MUC1 (mucin 1) is a transmembrane glycoprotein normally expressed on epithelia of the pancreas, breast, prostate, colon, and lung. However, this self-antigen is over-expressed and aberrantly glycosylated in adenocarcinomas, thereby making it a potential target for immunotherapy. Toward this goal, DNA plasmids encoding human MUC1 (pMUC1) and mouse interleukin-18 (pmuIL-18) were developed, and previous work demonstrated pMUC1/pmuIL18 vaccination protected MUC1 transgenic mice (MUC1.Tg) from subcutaneous tumor challenge. This report shows that pMUC1/pmuIL-18 is effective in preventing and treating pulmonary metastases in MUC1.Tg mice. Vaccination with pMUC1 or pmuIL-18 alone was insufficient to elicit measurable anti-tumor effects. However, co-administration of pMUC1 with pmuIL-18 reduced the incidence of lung tumors and prolonged survival. Furthermore, pMUC1/pmuIL-18 immunization protected mice from challenge with MUC1+ tumors, but not from MUC1- tumors, indicating that the anti-tumor effect is antigen-specific. More importantly, pMUC1/pmuIL-18 was effective in treating established tumors. Finally, in vivo antibody-mediated lymphocyte depletion and neutralization of interferon gamma (IFNgamma) revealed that CD8+ T cells and IFNgamma mediate the anti-tumor immunity. Collectively, these results demonstrate that pMUC1/pmuIL-18 breaks tolerance to MUC1, and induces antigen-specific immunity with protective and therapeutic benefit. This suggests that pMUC1/pmuIL-18 DNA vaccination may provide clinical benefit for patients with MUC1+ tumors.

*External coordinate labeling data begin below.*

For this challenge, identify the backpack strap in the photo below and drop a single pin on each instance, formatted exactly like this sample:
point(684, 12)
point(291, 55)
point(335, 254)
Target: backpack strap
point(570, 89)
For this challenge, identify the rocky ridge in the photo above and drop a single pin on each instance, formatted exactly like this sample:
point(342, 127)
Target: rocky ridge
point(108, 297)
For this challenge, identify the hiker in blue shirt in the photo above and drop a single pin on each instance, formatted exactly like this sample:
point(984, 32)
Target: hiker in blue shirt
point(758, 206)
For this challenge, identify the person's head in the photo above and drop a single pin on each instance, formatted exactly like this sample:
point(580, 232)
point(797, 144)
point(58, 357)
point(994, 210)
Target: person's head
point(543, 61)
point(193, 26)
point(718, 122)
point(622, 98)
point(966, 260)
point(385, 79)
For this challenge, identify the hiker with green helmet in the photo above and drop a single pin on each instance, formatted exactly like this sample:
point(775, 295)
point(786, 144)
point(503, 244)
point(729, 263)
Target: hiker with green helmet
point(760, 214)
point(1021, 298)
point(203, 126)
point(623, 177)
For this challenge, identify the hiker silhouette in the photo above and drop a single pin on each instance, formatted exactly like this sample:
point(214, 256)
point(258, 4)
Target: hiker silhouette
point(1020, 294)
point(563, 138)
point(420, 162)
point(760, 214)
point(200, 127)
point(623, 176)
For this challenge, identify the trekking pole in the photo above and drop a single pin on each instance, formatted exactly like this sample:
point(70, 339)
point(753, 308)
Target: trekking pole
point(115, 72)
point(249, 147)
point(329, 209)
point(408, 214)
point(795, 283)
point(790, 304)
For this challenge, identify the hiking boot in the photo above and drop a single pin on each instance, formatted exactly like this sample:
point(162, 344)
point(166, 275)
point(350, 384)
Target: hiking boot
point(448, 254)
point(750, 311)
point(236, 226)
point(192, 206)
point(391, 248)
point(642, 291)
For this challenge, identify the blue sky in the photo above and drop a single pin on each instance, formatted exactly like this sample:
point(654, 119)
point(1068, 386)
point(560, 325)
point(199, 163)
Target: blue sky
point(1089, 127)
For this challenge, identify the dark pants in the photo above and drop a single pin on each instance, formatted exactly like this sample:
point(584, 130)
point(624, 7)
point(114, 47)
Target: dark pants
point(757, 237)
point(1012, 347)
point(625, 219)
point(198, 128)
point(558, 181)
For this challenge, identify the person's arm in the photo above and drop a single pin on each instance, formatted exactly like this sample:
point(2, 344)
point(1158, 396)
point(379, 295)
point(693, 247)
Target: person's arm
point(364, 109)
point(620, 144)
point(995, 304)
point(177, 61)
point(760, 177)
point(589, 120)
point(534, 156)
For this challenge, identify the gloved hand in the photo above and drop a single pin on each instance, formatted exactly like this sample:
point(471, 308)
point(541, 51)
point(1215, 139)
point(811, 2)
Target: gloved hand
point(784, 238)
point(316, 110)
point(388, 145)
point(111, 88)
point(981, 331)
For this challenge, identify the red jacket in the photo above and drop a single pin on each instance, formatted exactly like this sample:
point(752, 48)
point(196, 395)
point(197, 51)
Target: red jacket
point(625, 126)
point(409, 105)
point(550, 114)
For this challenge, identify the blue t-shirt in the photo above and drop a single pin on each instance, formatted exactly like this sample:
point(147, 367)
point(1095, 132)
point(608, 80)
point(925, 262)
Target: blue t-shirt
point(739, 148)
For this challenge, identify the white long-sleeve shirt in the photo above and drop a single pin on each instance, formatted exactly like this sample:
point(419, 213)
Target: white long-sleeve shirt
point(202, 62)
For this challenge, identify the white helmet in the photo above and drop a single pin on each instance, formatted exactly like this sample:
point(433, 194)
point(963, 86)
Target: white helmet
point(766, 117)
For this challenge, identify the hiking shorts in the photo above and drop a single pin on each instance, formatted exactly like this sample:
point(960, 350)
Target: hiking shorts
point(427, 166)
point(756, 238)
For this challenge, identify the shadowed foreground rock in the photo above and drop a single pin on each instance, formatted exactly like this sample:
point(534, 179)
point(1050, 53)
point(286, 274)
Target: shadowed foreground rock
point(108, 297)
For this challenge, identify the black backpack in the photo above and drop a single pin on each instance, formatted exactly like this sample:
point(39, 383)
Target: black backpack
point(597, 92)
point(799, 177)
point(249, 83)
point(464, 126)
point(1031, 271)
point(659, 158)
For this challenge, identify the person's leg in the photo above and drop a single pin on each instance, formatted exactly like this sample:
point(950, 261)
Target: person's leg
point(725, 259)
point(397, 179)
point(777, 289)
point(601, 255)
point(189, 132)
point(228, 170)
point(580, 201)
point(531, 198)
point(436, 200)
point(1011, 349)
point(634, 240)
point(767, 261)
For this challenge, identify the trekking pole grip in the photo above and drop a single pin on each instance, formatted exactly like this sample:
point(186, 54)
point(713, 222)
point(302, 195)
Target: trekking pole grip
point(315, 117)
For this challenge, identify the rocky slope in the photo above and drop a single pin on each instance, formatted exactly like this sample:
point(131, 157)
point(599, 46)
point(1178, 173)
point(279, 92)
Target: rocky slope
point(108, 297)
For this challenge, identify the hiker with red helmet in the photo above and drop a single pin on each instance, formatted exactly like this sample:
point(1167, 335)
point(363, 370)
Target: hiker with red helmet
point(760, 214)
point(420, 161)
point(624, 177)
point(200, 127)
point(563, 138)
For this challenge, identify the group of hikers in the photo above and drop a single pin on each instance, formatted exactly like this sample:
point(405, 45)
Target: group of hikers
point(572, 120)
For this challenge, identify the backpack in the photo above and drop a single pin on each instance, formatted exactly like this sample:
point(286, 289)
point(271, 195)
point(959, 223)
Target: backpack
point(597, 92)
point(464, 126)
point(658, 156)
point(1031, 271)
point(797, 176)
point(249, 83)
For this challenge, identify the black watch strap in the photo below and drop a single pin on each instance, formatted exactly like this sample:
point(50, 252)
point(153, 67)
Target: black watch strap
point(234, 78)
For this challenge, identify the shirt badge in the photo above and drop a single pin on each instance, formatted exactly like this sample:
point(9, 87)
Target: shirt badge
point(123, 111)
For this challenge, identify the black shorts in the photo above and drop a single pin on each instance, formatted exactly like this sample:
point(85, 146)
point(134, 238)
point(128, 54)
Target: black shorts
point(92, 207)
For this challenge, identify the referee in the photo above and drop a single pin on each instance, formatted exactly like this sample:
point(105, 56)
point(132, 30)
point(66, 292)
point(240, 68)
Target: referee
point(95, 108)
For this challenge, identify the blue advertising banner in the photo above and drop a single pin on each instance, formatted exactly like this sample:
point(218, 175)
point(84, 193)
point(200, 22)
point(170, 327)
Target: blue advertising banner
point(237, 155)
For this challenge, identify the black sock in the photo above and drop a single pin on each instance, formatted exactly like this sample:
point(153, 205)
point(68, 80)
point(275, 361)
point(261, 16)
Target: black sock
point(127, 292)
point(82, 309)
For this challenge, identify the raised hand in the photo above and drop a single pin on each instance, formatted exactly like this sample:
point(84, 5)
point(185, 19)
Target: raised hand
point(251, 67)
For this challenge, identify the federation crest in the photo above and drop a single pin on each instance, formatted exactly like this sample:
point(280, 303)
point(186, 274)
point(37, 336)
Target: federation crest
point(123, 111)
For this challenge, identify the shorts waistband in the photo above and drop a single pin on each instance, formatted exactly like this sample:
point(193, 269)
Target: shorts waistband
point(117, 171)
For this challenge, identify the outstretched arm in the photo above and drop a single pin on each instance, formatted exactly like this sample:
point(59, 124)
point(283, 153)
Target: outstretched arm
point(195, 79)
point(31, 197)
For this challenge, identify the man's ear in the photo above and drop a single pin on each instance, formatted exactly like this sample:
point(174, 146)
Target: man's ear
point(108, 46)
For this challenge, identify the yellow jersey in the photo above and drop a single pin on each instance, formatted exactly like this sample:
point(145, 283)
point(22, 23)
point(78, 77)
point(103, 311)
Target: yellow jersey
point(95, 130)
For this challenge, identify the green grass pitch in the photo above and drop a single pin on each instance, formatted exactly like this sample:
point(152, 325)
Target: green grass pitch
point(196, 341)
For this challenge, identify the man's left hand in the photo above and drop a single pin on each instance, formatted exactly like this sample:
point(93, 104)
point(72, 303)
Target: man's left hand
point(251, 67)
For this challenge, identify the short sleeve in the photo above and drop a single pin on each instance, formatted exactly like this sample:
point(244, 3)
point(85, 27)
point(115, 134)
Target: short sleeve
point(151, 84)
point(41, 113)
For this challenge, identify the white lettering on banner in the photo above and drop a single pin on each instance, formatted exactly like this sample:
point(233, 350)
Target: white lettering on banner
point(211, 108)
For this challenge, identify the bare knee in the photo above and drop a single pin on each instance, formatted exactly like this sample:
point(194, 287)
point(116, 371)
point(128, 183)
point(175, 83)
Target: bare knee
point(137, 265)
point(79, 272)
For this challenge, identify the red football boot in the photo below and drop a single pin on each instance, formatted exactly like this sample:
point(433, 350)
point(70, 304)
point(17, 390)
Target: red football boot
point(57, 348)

机译:MUC1(粘蛋白1)是一种跨膜糖蛋白,通常在胰腺,乳房,前列腺,结肠和肺的上皮细胞中表达。但是,这种自身抗原在腺癌中过度表达并且糖基化,因此使其成为免疫治疗的潜在靶标。为了实现这一目标,开发了编码人类MUC1(pMUC1)和小鼠白介素18(pmuIL-18)的DNA质粒,并且先前的工作证明了pMUC1 / pmuIL18疫苗接种可保护MUC1转基因小鼠(MUC1.Tg)免受皮下肿瘤攻击。该报告表明,pMUC1 / pmuIL-18可有效预防和治疗MUC1.Tg小鼠的肺转移。单独用pMUC1或pmuIL-18进行疫苗接种不足以引起可测量的抗肿瘤作用。但是,将pMUC1与pmuIL-18并用可降低肺部肿瘤的发生率并延长生存期。此外,pMUC1 / pmuIL-18免疫保护小鼠免受MUC1 +肿瘤的攻击,但不受MUC1-肿瘤的攻击,表明抗肿瘤作用是抗原特异性的。更重要的是,pMUC1 / pmuIL-18可有效治疗已建立的肿瘤。最后,体内抗体介导的淋巴细胞耗竭和干扰素γ(IFNgamma)的中和显示,CD8 + T细胞和IFNgamma介导了抗肿瘤免疫力。总的来说,这些结果表明pMUC1 / pmuIL-18破坏了对MUC1的耐受性,并诱导了抗原特异性免疫,并具有保护和治疗作用。这表明,pMUC1 / pmuIL-18 DNA疫苗接种可能为MUC1 +肿瘤患者提供临床益处。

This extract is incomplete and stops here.